Una carriera da record
Nato il 19 maggio 1995 nell’allevamento di Zenzalino, a Copparo, in provincia di Ferrara, Varenne era figlio dello stallone americano Waikiki Beach e della fattrice italiana Ialmaz.
In carriera ha disputato 72 gare vincendone 63, raccogliendo oltre sei milioni di euro in premi e diventando il cavallo più vincente nella storia del trotto mondiale.
Numeri che lo hanno trasformato in un fenomeno capace di uscire dai confini dell’ippica e diventare un nome conosciuto anche da chi non frequentava gli ippodromi.
Il soprannome “Il Capitano” accompagnò una carriera dominata da successi in Italia e all’estero, fino a farne un autentico simbolo dello sport italiano.
Il nome nato a Parigi
Il nome Varenne derivava dalla rue de Varenne di Parigi, la strada dove si trova l’Ambasciata d’Italia in Francia.
Un dettaglio quasi aristocratico per un cavallo destinato a diventare uno dei simboli più popolari del trotto mondiale.
L’esordio e l’inizio della leggenda
L’esordio arrivò a Bologna il 4 aprile 1998. Varenne fu squalificato per una rottura di galoppo, ma impressionò comunque per la rimonta e per la qualità mostrata nonostante l’errore.
Poco dopo fu acquistato da Enzo Giordano per 150 milioni di lire e affidato al team guidato dall’allenatore finlandese Jori Turja e dal driver Giampaolo Minnucci, con il quale avrebbe costruito gran parte della propria leggenda.
Nello stesso anno arrivò la vittoria nel Derby italiano di trotto, primo grande segnale di una carriera destinata a cambiare la storia della disciplina.
Il 2001, l’anno della consacrazione mondiale
La stagione che lo consegnò definitivamente alla leggenda fu il 2001.
Varenne vinse nello stesso anno il Prix d’Amérique a Parigi, il Gran Premio Lotteria di Agnano a Napoli, l’Elitloppet a Stoccolma e la Breeders Crown negli Stati Uniti.
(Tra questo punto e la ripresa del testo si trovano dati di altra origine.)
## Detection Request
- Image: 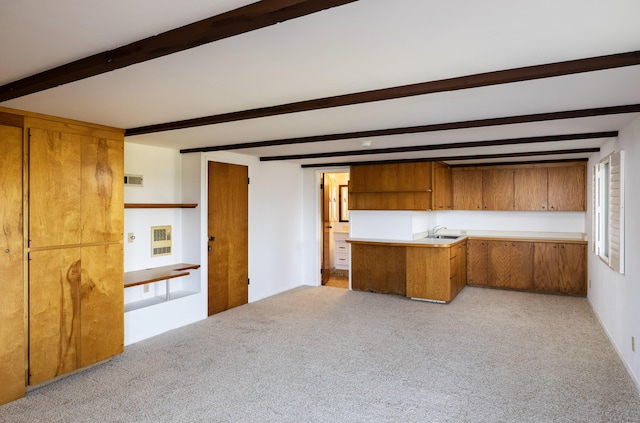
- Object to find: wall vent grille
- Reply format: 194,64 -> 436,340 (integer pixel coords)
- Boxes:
151,225 -> 171,257
124,175 -> 144,187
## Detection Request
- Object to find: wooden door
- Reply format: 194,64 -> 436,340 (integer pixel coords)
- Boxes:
29,247 -> 82,385
0,125 -> 26,404
487,241 -> 533,290
467,240 -> 489,286
321,173 -> 331,285
482,169 -> 514,210
78,243 -> 124,367
29,128 -> 82,248
451,169 -> 482,210
433,162 -> 453,210
82,137 -> 124,243
513,167 -> 547,210
548,165 -> 587,211
208,162 -> 249,315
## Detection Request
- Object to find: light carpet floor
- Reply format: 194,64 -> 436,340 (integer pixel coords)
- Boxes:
0,287 -> 640,423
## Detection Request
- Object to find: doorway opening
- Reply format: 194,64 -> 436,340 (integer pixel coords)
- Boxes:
320,171 -> 351,289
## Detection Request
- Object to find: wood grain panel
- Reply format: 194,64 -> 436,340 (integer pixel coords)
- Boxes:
0,125 -> 26,404
487,241 -> 533,290
482,169 -> 514,210
351,244 -> 407,295
513,167 -> 547,210
78,243 -> 124,367
406,247 -> 454,302
467,240 -> 489,286
548,163 -> 587,211
451,169 -> 482,210
29,128 -> 82,247
29,248 -> 82,385
82,137 -> 124,243
208,162 -> 249,315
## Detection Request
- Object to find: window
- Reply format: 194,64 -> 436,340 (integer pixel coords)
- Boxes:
593,151 -> 624,273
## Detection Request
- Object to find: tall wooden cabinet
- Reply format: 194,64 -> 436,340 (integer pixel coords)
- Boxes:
0,121 -> 26,404
0,109 -> 124,403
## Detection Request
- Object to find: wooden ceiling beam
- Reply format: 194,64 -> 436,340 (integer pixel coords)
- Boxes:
260,131 -> 618,162
0,0 -> 357,101
180,104 -> 640,153
134,51 -> 640,136
301,147 -> 600,168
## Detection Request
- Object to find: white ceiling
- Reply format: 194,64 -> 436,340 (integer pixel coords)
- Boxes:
0,0 -> 640,164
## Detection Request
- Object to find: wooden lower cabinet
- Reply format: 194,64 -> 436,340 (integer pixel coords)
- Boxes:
351,243 -> 407,295
29,243 -> 124,385
467,239 -> 587,295
533,243 -> 587,295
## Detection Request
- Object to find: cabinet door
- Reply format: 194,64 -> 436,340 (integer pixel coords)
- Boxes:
351,244 -> 407,295
451,169 -> 482,210
433,162 -> 453,210
78,243 -> 124,367
533,242 -> 587,295
548,166 -> 586,211
82,137 -> 124,243
467,240 -> 489,286
0,125 -> 26,404
29,128 -> 82,248
513,167 -> 547,210
482,169 -> 514,210
29,248 -> 82,385
488,241 -> 533,290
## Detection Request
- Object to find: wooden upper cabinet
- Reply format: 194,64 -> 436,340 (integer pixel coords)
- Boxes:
482,169 -> 514,210
433,162 -> 453,210
548,163 -> 587,211
513,167 -> 547,210
349,162 -> 432,210
29,128 -> 82,247
451,168 -> 482,210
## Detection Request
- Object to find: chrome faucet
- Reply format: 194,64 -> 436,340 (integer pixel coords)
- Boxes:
427,225 -> 447,238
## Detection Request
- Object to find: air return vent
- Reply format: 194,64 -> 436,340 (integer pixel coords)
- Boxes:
124,175 -> 144,187
151,225 -> 171,257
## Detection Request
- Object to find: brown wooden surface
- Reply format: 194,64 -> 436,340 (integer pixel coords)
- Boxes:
321,173 -> 331,285
433,162 -> 453,210
29,247 -> 82,385
406,247 -> 455,302
208,162 -> 249,315
124,263 -> 200,288
487,241 -> 533,290
124,203 -> 198,209
29,128 -> 83,248
513,167 -> 547,210
548,163 -> 587,211
451,168 -> 482,210
467,239 -> 489,286
482,169 -> 513,210
0,125 -> 27,404
351,244 -> 406,295
533,243 -> 587,295
82,137 -> 124,243
78,243 -> 124,367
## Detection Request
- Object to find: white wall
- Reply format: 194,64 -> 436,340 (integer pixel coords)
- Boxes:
586,118 -> 640,389
125,143 -> 303,345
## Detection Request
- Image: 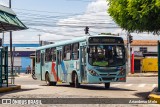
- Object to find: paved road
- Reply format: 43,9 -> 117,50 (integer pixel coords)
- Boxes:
0,75 -> 157,107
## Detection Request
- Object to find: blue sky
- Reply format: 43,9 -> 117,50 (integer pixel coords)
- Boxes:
0,0 -> 157,43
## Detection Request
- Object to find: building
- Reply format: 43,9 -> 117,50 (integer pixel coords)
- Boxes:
131,40 -> 158,73
4,44 -> 39,72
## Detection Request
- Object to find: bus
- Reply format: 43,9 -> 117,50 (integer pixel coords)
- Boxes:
35,35 -> 126,89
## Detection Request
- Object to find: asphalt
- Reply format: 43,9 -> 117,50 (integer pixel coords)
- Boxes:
0,84 -> 21,93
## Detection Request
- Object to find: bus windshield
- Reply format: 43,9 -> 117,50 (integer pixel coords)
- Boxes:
88,45 -> 125,67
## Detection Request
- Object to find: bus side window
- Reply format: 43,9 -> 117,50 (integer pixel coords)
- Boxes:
72,43 -> 79,60
57,51 -> 62,64
36,51 -> 40,63
51,48 -> 56,61
45,48 -> 51,61
63,45 -> 71,60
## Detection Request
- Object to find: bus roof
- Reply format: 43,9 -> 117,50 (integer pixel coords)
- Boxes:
36,35 -> 121,50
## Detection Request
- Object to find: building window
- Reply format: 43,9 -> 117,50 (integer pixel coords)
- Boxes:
139,47 -> 147,53
72,43 -> 79,60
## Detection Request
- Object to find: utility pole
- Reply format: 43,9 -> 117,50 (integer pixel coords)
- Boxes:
9,0 -> 14,84
127,32 -> 131,73
38,34 -> 41,46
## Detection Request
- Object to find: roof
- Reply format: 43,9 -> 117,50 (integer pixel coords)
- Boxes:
37,35 -> 124,50
124,40 -> 158,46
0,5 -> 27,32
3,44 -> 40,47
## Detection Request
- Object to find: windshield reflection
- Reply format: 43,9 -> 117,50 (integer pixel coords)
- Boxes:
88,45 -> 125,67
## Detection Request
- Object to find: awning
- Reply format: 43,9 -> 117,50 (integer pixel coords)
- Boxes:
0,5 -> 27,32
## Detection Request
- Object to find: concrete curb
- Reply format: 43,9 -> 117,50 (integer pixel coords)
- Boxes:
0,85 -> 21,93
148,87 -> 160,104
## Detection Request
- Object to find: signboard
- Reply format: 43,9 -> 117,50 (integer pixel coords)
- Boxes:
89,37 -> 124,44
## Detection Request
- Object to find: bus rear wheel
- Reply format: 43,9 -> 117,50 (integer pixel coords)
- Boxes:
104,82 -> 110,89
74,73 -> 80,88
45,73 -> 57,86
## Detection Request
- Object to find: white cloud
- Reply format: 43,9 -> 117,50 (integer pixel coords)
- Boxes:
0,0 -> 9,7
3,0 -> 157,42
57,0 -> 119,36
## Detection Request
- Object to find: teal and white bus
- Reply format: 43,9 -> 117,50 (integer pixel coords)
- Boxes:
35,35 -> 126,88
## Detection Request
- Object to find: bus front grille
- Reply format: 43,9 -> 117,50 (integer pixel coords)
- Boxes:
96,69 -> 117,73
102,77 -> 115,81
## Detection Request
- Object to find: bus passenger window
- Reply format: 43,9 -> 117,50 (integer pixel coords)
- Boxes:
72,43 -> 79,60
36,51 -> 40,63
45,48 -> 51,61
51,48 -> 56,61
63,45 -> 71,60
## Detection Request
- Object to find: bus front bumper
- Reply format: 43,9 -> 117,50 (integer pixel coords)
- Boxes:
87,75 -> 126,84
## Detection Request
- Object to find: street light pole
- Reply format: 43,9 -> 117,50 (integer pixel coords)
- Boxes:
38,34 -> 41,46
9,0 -> 14,84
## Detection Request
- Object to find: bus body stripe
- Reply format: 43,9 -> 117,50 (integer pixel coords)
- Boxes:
61,61 -> 67,81
52,62 -> 60,81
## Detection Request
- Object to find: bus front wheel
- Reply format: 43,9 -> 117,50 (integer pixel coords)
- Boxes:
45,73 -> 57,86
74,73 -> 80,88
104,83 -> 110,89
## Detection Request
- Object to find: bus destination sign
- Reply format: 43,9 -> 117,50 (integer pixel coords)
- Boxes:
89,37 -> 123,43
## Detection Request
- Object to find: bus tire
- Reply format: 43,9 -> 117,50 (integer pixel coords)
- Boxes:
69,82 -> 74,86
45,73 -> 57,86
50,82 -> 57,86
74,73 -> 80,88
104,82 -> 110,89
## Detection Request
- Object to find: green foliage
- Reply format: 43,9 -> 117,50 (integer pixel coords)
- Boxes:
107,0 -> 160,34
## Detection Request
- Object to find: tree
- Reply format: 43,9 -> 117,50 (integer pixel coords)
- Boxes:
107,0 -> 160,35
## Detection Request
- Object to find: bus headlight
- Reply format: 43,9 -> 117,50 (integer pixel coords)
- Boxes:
88,70 -> 98,76
119,68 -> 125,76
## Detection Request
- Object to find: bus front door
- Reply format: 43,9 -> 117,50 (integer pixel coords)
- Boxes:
56,49 -> 63,82
80,46 -> 87,83
40,52 -> 45,80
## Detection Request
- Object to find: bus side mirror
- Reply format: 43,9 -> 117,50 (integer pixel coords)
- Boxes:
87,47 -> 89,53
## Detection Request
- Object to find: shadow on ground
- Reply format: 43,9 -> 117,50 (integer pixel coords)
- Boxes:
134,92 -> 150,100
46,84 -> 137,91
0,88 -> 39,97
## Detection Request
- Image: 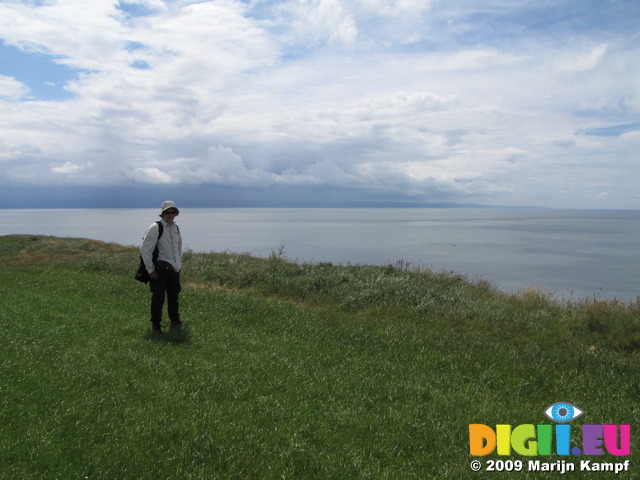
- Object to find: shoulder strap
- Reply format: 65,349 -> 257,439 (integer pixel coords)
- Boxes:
156,220 -> 164,240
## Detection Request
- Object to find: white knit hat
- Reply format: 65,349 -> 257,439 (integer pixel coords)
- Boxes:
160,200 -> 180,216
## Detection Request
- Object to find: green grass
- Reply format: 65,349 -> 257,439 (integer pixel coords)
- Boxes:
0,235 -> 640,480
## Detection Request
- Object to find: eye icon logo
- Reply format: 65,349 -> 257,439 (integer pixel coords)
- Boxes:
544,402 -> 584,423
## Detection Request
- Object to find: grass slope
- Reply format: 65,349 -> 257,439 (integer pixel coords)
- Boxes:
0,235 -> 640,480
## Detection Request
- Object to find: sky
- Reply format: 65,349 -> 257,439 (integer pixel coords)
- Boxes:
0,0 -> 640,209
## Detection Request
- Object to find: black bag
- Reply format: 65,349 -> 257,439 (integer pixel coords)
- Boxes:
133,221 -> 164,283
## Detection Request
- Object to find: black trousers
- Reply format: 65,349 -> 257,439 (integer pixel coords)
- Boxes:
149,261 -> 182,324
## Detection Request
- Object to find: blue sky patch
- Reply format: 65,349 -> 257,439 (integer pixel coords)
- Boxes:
0,42 -> 78,100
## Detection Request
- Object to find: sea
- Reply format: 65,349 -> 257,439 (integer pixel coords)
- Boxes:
0,208 -> 640,302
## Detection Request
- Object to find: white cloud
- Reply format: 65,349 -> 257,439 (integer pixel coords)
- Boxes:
0,75 -> 29,100
555,44 -> 607,74
0,0 -> 640,206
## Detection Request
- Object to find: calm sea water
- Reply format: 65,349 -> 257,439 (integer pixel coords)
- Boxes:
0,208 -> 640,300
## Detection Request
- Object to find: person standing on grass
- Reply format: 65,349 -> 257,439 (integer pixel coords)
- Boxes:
140,200 -> 182,333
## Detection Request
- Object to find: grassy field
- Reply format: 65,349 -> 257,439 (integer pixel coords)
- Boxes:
0,235 -> 640,480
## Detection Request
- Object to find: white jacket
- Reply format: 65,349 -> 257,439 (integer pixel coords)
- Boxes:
140,219 -> 182,273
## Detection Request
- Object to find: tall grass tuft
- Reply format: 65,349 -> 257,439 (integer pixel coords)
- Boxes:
0,236 -> 640,480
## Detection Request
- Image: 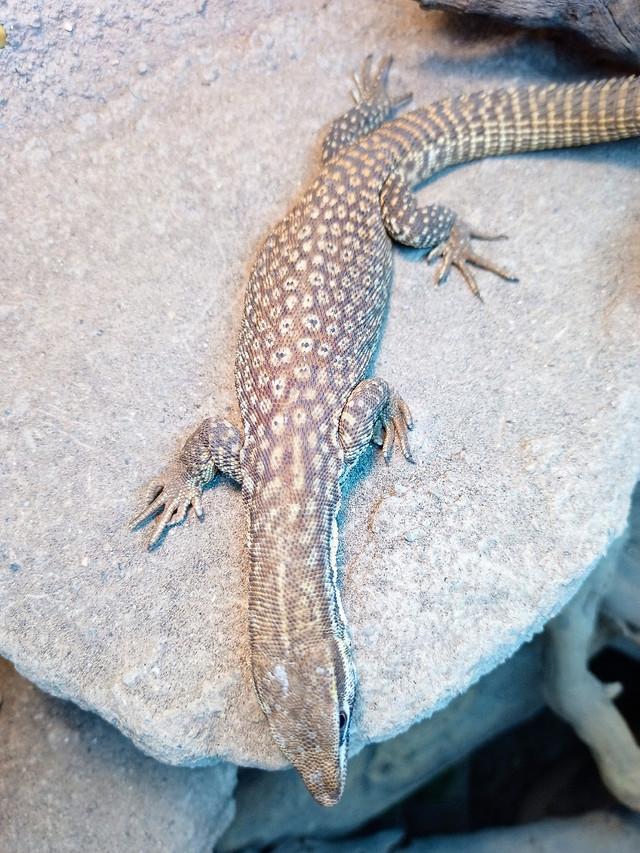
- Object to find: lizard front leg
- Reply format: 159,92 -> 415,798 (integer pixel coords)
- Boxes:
130,418 -> 242,548
338,379 -> 413,466
380,172 -> 517,300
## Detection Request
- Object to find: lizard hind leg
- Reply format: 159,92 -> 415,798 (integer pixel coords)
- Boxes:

Fu una dimostrazione di superiorità tecnica e atletica praticamente senza precedenti: Varenne riusciva a vincere su piste diverse, contro avversari diversi e nei contesti più prestigiosi del trotto mondiale.
Proprio negli Stati Uniti, all’ippodromo Meadowlands, stabilì anche l’allora record mondiale sul miglio, fermando il cronometro a 1’51”1.
Cavallo dell’anno in tre Paesi
Varenne è stato anche l’unico cavallo dell’ippica mondiale a conquistare il titolo di “Cavallo dell’anno” in tre diversi Paesi: Italia, Francia e Stati Uniti. Un riconoscimento che restituisce meglio di qualsiasi statistica la dimensione internazionale raggiunta dal “Capitano”.
L’ultima corsa nel 2002
Varenne disputò la sua ultima gara il 28 settembre 2002 a Montréal, in Canada.
Nel Mondial Trot si classificò inizialmente secondo dietro alla francese Fan Idole, ma fu poi retrocesso all’ultimo posto per un’irregolarità nell’andatura.
Un epilogo insolito per una carriera quasi irripetibile: una situazione simile gli era capitata soltanto all’esordio.
Una dinastia dopo le corse
Terminata l’attività agonistica, Varenne diventò uno stallone di enorme successo e generò oltre duemila figli.
Tra questi figurano campioni come Lana del Rio, Lisa America, Nadir Kronos, Napoleon Bar, Olona Ok, Pascià Lest e Vernissage Grif. Cinque dei suoi figli hanno vinto il Derby italiano di trotto, prolungando nel tempo una storia già entrata nella leggenda.
Un mito oltre l’ippica
La grandezza di Varenne non è stata soltanto nei record. Per anni ha rappresentato il volto più popolare del trotto italiano, capace di riempire gli ippodromi e trasformare una disciplina tradizionalmente seguita da un pubblico specializzato in un fenomeno nazionale.